Again, on my walk, I encountered a pile of dead birds. Explanations involving UFOs or Satan worshippers faded as I looked directly up from the spot, above it - an eagle perch. The gluttonous eagles are killing more thrush than they are eating, dropping their left-overs on the ground. The thrush, showed no signs of trauma due to the swift and lethal internal-organ piercing eagle talons



Tuesday, April 1, 2008

2 Dead Birds



The other bird isn't dead yet - the other Varied Thrush that I found - one dead, the other dying, within feet of each other today on our walk. The dying one I rushed back to my house and fed it honey-laced soy milk in a feeble attempt to revive it. It's sitting on my kitchen table in a cardboard box, in the throes of death. The already-dead one, I posed with other items procured on our walk today: a weird piece of driftwood, a bone from someone and a shmoo-shaped rock. Yes, that bird is dead. Hard to believe, seeing it's glassy eye. When I picked it up, it was still warm, but stiff. And why would two identical birds die within feet of each other? Suicide pact? Fight to the death? 
Yes, that is my house in the background, rotting. 
The dying bird occasionally thrashes around in its box. The mind may have gone on, but the body always fights it. It's instinct. Basic biology. If you've ever watched a creature die, it's not at all like "in the movies." The body fights it. It's too soon. Not now. This can't be.
Taking this picture of the dead bird reminds me of Mr. Audubon who killed every bird who modeled for his paintings. Oh, what a FUNNY STORY of him trying to kill the golden eagle so he could paint it... (sarcasm) 


Sunday, March 16, 2008

Talk to the Hand














It's been a couple days since I took the pooches for a good walk, so they were all wound up. Comet was running circles in the field, barking at everything and nothing. Stella found a rodent hole to concentrate on and Leon, well, with the attention span of a gnat, you can imagine that he was very busy.
So I paused for a while to sit on the log bridge that spans the newly-restored stream. Not long ago, a coho swam underneath as I was walking across, so I was hoping to catch sight of another one today.
In no time, something swam right underneath my dangling feet. But it wasn't a coho. It wasn't even a fish. It startled me at first and I turned around to see if it would surface for air behind me, downstream. It never did.
Was it a beaver? I've seen evidence of beaver all around the trails - chewed ends of branches and tracks near the river. But this seemed too small to be a beaver and didn't have that big, wide tail.
Was it a RAT? No.
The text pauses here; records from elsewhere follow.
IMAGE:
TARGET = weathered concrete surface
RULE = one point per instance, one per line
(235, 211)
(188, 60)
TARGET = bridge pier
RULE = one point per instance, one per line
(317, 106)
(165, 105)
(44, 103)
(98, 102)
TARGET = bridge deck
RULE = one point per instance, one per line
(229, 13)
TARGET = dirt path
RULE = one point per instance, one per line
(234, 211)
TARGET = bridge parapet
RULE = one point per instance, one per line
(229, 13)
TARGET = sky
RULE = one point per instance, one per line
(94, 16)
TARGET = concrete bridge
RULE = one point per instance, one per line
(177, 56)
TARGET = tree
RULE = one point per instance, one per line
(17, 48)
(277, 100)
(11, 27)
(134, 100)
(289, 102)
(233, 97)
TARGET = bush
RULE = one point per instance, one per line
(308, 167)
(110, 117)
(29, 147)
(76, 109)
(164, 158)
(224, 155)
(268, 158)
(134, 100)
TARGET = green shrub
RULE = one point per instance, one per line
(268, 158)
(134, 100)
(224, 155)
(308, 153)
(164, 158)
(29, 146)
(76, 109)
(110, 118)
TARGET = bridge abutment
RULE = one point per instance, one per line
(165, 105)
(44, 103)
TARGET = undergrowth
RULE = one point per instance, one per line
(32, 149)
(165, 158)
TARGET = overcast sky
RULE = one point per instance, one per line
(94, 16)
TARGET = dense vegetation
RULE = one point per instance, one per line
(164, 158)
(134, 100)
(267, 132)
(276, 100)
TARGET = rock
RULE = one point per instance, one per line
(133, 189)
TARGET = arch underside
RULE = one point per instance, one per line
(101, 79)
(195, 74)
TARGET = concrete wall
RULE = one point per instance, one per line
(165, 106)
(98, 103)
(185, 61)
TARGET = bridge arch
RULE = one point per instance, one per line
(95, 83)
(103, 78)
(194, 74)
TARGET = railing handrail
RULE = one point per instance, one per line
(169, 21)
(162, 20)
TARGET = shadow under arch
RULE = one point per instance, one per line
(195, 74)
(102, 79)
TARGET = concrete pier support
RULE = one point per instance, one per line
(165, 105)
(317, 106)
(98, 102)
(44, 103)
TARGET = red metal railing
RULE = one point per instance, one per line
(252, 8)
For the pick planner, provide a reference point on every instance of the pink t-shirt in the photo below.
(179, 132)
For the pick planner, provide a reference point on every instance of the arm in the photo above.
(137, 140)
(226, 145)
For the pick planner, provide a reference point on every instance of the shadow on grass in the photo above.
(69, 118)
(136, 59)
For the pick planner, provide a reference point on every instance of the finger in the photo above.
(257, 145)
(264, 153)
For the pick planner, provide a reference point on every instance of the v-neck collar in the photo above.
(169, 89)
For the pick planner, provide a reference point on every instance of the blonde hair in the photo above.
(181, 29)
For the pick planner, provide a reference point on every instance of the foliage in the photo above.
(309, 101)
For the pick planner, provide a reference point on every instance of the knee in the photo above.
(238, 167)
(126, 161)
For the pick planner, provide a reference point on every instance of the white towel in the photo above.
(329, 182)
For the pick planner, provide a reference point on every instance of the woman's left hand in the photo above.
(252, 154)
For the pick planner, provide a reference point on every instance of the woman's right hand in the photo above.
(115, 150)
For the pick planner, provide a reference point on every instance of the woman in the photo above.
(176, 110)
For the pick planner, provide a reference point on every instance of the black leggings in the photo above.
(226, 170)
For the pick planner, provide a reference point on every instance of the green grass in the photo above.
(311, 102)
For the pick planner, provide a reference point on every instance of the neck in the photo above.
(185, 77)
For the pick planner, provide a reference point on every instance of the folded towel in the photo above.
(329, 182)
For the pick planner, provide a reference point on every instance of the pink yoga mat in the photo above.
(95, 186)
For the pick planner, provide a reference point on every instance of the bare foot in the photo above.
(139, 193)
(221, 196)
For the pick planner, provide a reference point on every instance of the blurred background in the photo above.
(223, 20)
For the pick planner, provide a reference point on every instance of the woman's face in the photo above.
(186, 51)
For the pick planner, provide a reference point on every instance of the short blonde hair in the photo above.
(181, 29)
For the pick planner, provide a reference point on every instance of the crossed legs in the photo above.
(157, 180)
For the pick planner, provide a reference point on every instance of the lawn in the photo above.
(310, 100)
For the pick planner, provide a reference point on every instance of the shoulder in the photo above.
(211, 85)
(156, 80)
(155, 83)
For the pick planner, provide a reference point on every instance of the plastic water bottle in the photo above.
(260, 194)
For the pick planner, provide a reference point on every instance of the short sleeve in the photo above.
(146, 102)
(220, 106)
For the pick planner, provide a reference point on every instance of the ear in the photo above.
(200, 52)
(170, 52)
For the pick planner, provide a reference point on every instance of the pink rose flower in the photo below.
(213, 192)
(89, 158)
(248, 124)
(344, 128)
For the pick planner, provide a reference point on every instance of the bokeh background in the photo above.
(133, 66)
It just couldn't be a rat. It swam so smoothly, like a streak and never came up for air the whole time I watched. Oh please, don't be a rat.
Was it a river otter? There's a thought. I had no idea.
When I got home, I Googled "River Otter" and found some pictures including the one above. Unless river otters are small, like large-rat-sized, I don't think what I saw was an otter either.
So the mystery remains.

UPDATE! It was a young beaver!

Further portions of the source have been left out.